#21 ビスケットサンド
昨日、ビスケットサンドをスーパーで買って、頬張った。
中のアイスクリームが、絶妙に柔らかく、冷凍庫に入ってたとは思えない口溶けが広がる。
上のビスケットサンドも硬すぎず、ちょうどよく柔らかいので、ビスケットとしてのサクッと感と食べやすさの両立が生まれている。
子供の頃は、よく祖父母の家に行った。
夏、冬、関係なく、冷蔵庫にはアイスが入っていた。
冬でも、暑すぎるほどの暖房が効いていたため、アイスを食すには最適な環境だったと思う。
幼稚園や小学生の頃は、ハーゲンダッツのクリスピーサンドシリーズが絶対に入っていた。補充と言ってもいいかもしれない。
新商品や期間限定ではなかったが、定番の商品の抹茶やいちご系かキャラメルのようなものが、2つずつ入っていた。
夏に泊まりにいくと、毎日、祖父が風呂上がりにハーゲンダッツを出してくれた。多い日で1日2個たべることもあった。
「美味しい」と言って食べてると、
「ちゃんと飲み物、飲みなさい!」と祖母は、ジョッキいっぱいの牛乳を出してきた。
「あんた、飲み物飲まないと、喉つまらせるで!」と祖母は言った。
アイスで、喉はつまらんやろと思いながらも、
一気に牛乳を飲み干すと、わんこそばのように祖母は牛乳を注いだ。
「それは違うやろ」と私は内心思ったが言わないことにした。
それから、歳を重ねて回数は減ったが、行事的に祖父母の家に行って顔をだした。
その時も夏だろうが、冬だろうが、祖父は「ほら、アイスあるから食べぇ」と言って、冷凍庫を開けた。
ハーゲンダッツではなかった。

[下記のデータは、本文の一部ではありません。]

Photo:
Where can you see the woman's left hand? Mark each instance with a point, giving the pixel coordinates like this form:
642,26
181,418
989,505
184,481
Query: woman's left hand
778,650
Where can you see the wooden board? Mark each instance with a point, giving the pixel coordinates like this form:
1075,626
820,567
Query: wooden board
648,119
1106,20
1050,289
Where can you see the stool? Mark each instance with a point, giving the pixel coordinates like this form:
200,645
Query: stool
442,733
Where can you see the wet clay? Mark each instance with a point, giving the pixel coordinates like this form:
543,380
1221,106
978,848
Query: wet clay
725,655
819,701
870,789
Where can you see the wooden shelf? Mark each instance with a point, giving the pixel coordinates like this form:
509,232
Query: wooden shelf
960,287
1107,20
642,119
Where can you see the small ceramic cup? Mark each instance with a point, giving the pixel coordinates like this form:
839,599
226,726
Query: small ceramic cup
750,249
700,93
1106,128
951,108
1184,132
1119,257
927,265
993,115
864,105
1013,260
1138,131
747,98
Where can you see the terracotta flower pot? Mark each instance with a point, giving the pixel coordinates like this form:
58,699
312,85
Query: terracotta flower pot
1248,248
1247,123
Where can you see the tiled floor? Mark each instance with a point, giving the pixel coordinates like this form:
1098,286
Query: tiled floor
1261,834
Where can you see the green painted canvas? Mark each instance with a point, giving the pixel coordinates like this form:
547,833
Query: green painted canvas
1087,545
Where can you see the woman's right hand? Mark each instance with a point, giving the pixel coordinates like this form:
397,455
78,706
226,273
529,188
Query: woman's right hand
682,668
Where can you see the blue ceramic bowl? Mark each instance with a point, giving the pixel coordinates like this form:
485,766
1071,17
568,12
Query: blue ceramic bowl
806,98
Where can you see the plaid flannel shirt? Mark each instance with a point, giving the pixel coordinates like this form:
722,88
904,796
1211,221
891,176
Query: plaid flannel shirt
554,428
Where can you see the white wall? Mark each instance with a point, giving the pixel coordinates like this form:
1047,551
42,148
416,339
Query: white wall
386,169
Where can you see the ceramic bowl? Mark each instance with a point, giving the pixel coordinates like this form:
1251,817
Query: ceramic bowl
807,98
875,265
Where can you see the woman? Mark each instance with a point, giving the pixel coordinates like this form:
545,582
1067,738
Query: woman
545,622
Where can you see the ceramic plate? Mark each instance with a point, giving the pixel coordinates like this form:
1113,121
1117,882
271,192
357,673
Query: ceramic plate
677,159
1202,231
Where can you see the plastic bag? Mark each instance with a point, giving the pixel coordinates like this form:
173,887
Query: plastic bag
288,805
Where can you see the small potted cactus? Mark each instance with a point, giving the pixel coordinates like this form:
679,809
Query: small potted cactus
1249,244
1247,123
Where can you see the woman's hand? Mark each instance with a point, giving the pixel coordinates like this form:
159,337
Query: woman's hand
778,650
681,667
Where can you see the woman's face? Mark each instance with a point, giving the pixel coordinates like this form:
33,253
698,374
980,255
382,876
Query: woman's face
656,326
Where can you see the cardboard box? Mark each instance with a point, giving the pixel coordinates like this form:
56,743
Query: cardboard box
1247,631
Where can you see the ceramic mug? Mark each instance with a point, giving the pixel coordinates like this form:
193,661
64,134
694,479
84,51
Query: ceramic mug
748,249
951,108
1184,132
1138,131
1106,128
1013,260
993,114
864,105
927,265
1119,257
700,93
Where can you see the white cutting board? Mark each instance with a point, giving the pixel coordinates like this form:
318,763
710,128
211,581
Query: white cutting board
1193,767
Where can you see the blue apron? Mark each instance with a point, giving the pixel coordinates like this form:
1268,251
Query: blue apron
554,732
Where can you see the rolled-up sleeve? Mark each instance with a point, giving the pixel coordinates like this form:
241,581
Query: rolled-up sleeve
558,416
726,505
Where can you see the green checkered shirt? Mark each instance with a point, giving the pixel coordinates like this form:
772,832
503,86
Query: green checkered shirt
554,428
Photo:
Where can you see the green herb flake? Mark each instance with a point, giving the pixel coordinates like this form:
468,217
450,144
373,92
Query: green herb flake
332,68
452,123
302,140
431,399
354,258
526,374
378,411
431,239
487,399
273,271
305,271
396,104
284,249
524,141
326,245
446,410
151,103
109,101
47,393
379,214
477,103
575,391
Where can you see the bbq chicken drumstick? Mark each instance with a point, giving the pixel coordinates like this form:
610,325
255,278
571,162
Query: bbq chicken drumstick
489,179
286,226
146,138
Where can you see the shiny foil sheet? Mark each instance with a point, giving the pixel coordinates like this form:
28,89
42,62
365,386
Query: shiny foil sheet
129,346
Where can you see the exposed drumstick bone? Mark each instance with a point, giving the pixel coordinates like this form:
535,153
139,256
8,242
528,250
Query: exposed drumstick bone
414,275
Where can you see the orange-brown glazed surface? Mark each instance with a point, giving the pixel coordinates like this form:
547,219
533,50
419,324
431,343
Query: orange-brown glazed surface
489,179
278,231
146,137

爽が入ってきた。
たまにモウの時もあった。
その時、後で聞いたが祖父母の経営も資金繰りに苦しくなっており、トラックや土地を売って難を凌いでいた時期だったそうだ。
前々から、たびたび聞こえる会話の節々から「きっと、家計が苦しんだろうな」と思っていた。
私は、子供ながら、ひとの冷蔵庫のアイスの値段を見て、お金事情を測っている子だった。
祖父母から何かをもらうと、罪悪感に駆られた。
そう思って食べるアイスは、味がしなかった。
祖父は嬉しそうに孫を見つめ、缶ビールを開ける。
リモコンを手に取り、祖父と私は阪神タイガースの応援をはじめた。
10月なのに、まだ暑い。
まだまだ、アイスを買ってもおいしく食べられるだろう。
いつか孫ができたら、アイスを買ってあげてると、
そんなことを思われる日がくるかもしれない。
いや、
結婚もしていないので、そもそもそれ以前の問題だった。